How well particular species can survive rising world-wide temperatures attributed to excess levels of heat-trapping "greenhouse" gases emitted by human activity hinges on those species' ability to migrate or adapt in place.
The farther individual species - from shrubs and trees to insects, birds and mammals - need to move to stay within their preferred climate, the greater their chance of extinction.
The study suggests that scientists and governments should update habitat conservation strategies that have long emphasised drawing boundaries around environmentally sensitive areas and restricting development within those borders.
A more "dynamic" focus should be placed on establishing wildlife corridors and pathways linking fragmented habitats, said research co-author Healy Hamilton of the California Academy of Sciences.
"Things are on the move, faster than we anticipated," she told Reuters. "This rate of projected climate change is just about the same as a slow-motion meteorite in terms of the speed at which it's asking a species to respond."
The new research suggests that denizens of mountainous habitats will experience the slowest rates of climate change because they can track relatively large swings in temperature by moving just a short distance up or down slope.

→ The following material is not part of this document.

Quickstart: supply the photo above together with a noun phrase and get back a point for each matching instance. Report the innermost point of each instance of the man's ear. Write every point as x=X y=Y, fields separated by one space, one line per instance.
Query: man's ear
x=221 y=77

Thus, mountainous landscapes "may effectively shelter many species into the next century," the scientists wrote in the study. This is especially crucial for plant species, which due to their being rooted in the ground cannot migrate at nearly the pace of animals in response to habitat changes.
Climate change will be felt most swiftly by inhabitants of largely flat landscapes, such as mangroves and prairie grasslands, where the rate of warming may more than double the quarter mile (.42 km) per year average calculated for ecosystems generally, the study found.
Nearly a third of the habitats studied in the report face climate change rates higher than even the most optimistic plant migration estimates. Lowland deserts are likewise subject to a higher velocity of climate change, although the trend toward protecting large swaths of desert may ease the problem there.
By contrast, much of the world's forest habitats and grasslands already have been severely fragmented by development, making mitigation of climate change in those landscapes harder and leaving their species more vulnerable.
The velocities charted in the report were based on the "intermediate" level of projected greenhouse gas emissions assumed over the next century by the UN's Intergovernmental Panel of Climate Change.